Dengan demikian, tanah yang di sewakan jika dilihat dari hasilnya itu adalah milik sempurna pihak si penyewa. Maka tidaklah tepat alasan yang diajukan oleh kelompok kedua yang berpendapat bahwa penyewalah yang wajib mengeluarkan zakatnya. Terkait dengan status tanah yang disewakan itu tetap milik orang yang menyewakan di mana pada status tersebut  di sisi lain terdapat kewajiban untuk mengeluarkan kewajiban pajak.

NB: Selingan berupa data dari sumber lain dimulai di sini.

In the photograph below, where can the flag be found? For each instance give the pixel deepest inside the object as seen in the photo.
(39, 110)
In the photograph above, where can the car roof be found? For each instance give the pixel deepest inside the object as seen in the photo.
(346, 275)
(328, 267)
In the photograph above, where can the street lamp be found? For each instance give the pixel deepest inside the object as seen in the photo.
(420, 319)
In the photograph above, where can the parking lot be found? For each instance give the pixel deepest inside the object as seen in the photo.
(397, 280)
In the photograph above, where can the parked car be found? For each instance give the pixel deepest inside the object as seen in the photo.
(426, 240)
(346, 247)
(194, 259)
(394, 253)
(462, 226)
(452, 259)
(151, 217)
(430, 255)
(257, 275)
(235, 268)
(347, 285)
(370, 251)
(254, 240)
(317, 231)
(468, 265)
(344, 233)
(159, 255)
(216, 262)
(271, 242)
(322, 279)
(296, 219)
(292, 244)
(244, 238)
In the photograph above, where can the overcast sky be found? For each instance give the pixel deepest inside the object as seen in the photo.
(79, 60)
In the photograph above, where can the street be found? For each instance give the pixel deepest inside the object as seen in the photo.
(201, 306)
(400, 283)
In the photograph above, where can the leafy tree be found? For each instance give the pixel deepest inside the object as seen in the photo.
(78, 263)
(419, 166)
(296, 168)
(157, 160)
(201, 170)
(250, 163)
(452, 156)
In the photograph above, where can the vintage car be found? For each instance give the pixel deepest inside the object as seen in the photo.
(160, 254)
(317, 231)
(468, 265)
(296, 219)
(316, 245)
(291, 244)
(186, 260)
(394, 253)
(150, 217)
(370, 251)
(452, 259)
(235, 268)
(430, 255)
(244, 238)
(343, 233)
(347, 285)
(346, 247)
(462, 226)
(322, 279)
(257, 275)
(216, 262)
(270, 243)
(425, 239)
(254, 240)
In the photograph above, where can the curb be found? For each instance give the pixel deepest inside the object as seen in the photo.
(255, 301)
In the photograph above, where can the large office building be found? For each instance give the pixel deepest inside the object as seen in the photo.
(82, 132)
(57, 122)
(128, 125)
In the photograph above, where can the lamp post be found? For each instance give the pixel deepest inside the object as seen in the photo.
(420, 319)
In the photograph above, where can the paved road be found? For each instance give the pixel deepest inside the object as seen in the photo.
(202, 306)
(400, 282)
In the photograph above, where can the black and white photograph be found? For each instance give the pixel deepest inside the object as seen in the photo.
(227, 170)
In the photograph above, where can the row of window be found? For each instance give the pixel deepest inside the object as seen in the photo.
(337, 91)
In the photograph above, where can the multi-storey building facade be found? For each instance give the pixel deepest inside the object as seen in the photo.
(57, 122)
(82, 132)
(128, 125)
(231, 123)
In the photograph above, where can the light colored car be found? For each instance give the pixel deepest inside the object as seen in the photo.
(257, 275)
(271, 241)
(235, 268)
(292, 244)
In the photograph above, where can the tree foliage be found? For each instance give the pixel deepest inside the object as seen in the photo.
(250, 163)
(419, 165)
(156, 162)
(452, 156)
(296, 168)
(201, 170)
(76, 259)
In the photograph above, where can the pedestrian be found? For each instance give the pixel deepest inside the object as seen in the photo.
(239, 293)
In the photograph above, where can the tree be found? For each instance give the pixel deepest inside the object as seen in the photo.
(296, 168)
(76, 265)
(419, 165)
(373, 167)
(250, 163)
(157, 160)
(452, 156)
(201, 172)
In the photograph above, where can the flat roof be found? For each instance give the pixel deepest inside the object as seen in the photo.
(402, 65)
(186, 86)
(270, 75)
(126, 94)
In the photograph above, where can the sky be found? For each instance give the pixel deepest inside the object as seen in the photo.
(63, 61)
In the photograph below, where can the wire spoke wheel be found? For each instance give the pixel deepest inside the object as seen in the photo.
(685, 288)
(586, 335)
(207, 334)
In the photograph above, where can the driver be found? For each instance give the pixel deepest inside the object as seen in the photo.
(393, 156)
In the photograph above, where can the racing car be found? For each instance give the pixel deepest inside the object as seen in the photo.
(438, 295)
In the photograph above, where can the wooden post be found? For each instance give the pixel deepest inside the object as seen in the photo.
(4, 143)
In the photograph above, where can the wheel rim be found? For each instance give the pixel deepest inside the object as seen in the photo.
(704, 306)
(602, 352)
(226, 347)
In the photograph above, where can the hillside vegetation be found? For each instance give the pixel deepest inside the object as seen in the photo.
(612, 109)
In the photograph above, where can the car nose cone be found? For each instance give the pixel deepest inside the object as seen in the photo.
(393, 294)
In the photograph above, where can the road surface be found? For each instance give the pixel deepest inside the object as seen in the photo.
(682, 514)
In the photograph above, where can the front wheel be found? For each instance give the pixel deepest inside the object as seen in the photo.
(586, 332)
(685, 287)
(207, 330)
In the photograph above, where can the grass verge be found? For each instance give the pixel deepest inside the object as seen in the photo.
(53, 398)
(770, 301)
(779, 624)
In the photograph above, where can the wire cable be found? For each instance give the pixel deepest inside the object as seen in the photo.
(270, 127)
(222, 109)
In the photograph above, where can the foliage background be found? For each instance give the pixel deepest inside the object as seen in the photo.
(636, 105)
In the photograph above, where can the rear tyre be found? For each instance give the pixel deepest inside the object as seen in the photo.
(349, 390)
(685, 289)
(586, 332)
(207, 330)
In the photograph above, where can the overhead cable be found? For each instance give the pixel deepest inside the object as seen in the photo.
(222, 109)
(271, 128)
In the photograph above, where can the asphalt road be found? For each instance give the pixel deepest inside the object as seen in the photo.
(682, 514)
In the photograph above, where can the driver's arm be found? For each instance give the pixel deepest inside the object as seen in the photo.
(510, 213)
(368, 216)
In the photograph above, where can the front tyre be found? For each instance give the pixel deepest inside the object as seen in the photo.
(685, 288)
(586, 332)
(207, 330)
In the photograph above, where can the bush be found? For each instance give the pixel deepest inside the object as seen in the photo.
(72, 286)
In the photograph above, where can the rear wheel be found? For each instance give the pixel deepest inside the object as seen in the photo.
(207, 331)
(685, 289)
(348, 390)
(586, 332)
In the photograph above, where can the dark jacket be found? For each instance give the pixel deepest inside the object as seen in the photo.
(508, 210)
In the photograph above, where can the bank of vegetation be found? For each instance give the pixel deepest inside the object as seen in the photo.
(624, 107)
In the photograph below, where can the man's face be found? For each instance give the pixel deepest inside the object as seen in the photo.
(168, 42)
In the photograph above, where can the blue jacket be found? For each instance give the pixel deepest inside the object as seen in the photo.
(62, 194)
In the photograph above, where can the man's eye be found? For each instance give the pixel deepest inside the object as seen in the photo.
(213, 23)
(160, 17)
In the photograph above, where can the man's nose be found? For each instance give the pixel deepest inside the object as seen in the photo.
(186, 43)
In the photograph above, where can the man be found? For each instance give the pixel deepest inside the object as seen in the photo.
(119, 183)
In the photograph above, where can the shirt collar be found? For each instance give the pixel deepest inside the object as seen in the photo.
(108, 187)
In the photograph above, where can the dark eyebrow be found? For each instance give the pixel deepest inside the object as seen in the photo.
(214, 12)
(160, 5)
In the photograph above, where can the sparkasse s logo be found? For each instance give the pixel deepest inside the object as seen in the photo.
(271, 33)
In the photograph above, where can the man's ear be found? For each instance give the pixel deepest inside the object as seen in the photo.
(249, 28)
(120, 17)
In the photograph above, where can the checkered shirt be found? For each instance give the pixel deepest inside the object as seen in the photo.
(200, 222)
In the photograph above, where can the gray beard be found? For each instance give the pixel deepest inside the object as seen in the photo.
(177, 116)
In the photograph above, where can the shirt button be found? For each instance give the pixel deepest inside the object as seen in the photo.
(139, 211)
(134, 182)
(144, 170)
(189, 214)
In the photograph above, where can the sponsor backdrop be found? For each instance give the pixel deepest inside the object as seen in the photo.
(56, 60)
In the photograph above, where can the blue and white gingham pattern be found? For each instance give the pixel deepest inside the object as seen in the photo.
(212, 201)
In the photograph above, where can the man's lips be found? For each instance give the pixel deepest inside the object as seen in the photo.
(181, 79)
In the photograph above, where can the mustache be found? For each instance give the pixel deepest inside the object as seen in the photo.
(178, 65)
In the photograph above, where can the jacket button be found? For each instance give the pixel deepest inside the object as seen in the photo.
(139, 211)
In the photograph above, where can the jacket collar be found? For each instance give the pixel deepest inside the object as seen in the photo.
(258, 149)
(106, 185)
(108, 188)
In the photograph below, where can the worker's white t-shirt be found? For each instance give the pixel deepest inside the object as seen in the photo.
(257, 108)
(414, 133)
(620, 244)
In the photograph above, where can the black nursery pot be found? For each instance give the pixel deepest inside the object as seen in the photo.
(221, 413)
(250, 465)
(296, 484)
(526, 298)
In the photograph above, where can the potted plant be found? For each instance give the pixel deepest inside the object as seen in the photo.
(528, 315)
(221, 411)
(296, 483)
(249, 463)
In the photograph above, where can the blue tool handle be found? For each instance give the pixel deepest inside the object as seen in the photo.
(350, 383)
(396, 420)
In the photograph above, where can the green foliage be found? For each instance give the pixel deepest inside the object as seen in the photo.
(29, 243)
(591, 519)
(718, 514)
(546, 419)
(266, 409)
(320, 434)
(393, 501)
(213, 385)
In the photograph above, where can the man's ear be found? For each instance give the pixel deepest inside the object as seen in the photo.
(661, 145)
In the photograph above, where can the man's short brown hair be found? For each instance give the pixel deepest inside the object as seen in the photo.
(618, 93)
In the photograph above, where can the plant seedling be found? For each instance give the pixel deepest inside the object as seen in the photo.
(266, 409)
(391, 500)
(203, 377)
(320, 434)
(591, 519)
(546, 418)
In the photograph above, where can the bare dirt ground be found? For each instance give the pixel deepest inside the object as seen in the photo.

Jika berpegang kepada pendapat pertama seperti dijelaskan di atas maka sebenarnya dengan status tersebut terjadi pembagian kewajiban yang cukup merata karena kedua belah pihak memiliki andil, yakni si penyewa wajib membayar zakat dan di sisi lain si pemilik tanah membayar pajak tanah, maka pendapat pertama ini  dipandang lebih adil dan tidak memberatkan kedua-belah pihak.

Solusi lain yang juga dapat di pandang bijak dalam pemerataan pengeluarkan zakat adalah pendapat yang ditawarkan oleh Abu Zahra. Menurutnya, kedua-duanya baik si pemilik tanah maupun si penyewa sama-sama wajib mengeluarkan zakat. Hal ini demi memenuhi keadilan dalam pemungutan zakat, dengan ketentuan pihak penyewa mengeluarkan zakat tanaman setelah dikurangi harga sewa yang ia bayar kepada pemilik tanah.

Dan si pemilik tanah mengeluarkan zakat atas dasar harga sewa yang ia terima dari si penyewa yang berarti ia mengeluarkan zakat uang, dengan demikian kedua-duanya terkena beban untuk mengeluarkan zakat. Solusi lain yang  dapat dipertimbangkan adalah jika  memang kedua belah pihak sebelum transaksi telah bersepakat yang  bertujuan agar keduanya tidak terlalu terbebani, maka  zakat itu dapat dilakukan secara patungan antara kedua belah pihak berdasarkan kesepakatan itu.